Wednesday, July 9, 2014

Developing Good Replication Practices

In my last post, I described a (mostly) successful replication by Steegen et al. of the ”crowd-within effect.” The authors of that replication effort felt that it would be nice to mention all the good replication research practices that they had implemented in their replication effort.

And indeed, positive psychologist that I am, I would be remiss if I didn’t extol the virtues of the approach in that exemplary replication paper, so here goes.

Make sure you have sufficient power.
We all know this, right?

Preregister your hypotheses, analyses, and code.
I like how the replication authors went all out in preregistering their study. It is certainly important to have the proposed analyses and code worked out up front.

Make a clear distinction between confirmatory and exploratory analyses.
The authors did here exactly as the doctor, A.D. de Groot in this case, ordered. It is very useful to perform exploratory analyses but they should be separated clearly from the confirmatory ones.

Report effect sizes.
Yes.

Use both estimation and testing, so your data can be evaluated more broadly, by people from different statistical persuasions.

Use both frequentist and Bayesian analyses.
Yes, why risk being pulled over by a Bayes trooper or having a run-in with the Frequentist militia?
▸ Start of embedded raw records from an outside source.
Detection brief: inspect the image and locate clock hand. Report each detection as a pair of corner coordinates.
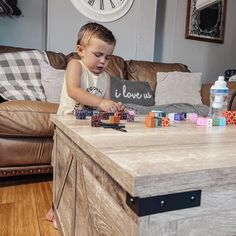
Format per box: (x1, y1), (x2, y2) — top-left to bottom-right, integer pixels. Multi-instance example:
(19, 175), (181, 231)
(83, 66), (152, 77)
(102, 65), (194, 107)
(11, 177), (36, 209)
(100, 0), (104, 10)
(110, 0), (116, 8)
(88, 0), (95, 6)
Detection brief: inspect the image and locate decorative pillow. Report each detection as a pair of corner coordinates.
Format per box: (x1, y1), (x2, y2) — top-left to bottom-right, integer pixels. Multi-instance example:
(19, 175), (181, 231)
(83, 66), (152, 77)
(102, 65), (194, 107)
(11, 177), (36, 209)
(111, 77), (155, 106)
(41, 62), (65, 103)
(155, 71), (202, 106)
(0, 50), (48, 101)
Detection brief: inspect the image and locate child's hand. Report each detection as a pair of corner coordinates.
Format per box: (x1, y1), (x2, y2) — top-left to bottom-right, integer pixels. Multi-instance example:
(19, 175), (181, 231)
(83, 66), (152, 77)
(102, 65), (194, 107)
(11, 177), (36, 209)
(99, 99), (125, 112)
(110, 102), (125, 112)
(99, 99), (116, 112)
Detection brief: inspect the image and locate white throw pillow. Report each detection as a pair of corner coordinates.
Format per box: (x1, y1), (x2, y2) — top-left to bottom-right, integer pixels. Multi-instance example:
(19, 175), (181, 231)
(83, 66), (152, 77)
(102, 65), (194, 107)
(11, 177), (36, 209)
(41, 62), (65, 103)
(155, 71), (202, 106)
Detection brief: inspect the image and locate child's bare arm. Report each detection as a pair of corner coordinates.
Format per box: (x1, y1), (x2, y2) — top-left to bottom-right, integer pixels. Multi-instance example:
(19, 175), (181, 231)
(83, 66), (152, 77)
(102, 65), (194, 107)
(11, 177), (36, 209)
(66, 60), (122, 111)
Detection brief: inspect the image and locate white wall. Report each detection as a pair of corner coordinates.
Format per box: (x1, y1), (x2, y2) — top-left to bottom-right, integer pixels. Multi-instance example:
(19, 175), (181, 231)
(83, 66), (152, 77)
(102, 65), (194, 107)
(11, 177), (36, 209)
(0, 0), (46, 49)
(47, 0), (157, 61)
(154, 0), (236, 83)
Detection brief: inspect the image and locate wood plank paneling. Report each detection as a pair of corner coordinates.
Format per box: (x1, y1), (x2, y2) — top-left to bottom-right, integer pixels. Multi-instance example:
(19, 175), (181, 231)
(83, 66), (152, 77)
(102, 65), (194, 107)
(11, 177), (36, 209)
(0, 175), (59, 236)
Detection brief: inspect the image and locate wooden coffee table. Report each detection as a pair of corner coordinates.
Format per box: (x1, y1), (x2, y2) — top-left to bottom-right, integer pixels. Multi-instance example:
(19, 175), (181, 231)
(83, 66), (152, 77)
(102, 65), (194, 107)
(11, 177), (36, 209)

Again, using multiple analyses allows your results to be evaluated more broadly.

Adopt a co-pilot multi-software approach.
A mistake in data analysis is easily made and so it makes sense to have two or more researchers analyse the data from scratch. A co-author and I used a co-pilot approach as well in a recent paper (without knowing the cool name for this approach, otherwise we would have bragged about it in the article). We discovered that there were tiny discrepancies between our analyses with each of us making a small error here and there. The discrepancies were easily resolved but the errors probably would have gone undetected had we not used the co-pilot approach. Using a multi-software approach seems a good additional way to minimize the likelihood of errors.

Make the raw and processed data available.
When you ask people to share their data, they typically send you the processed data but the raw data are often more useful. The combination is even more useful as it allows other researchers to retrace the steps from raw to processed data. 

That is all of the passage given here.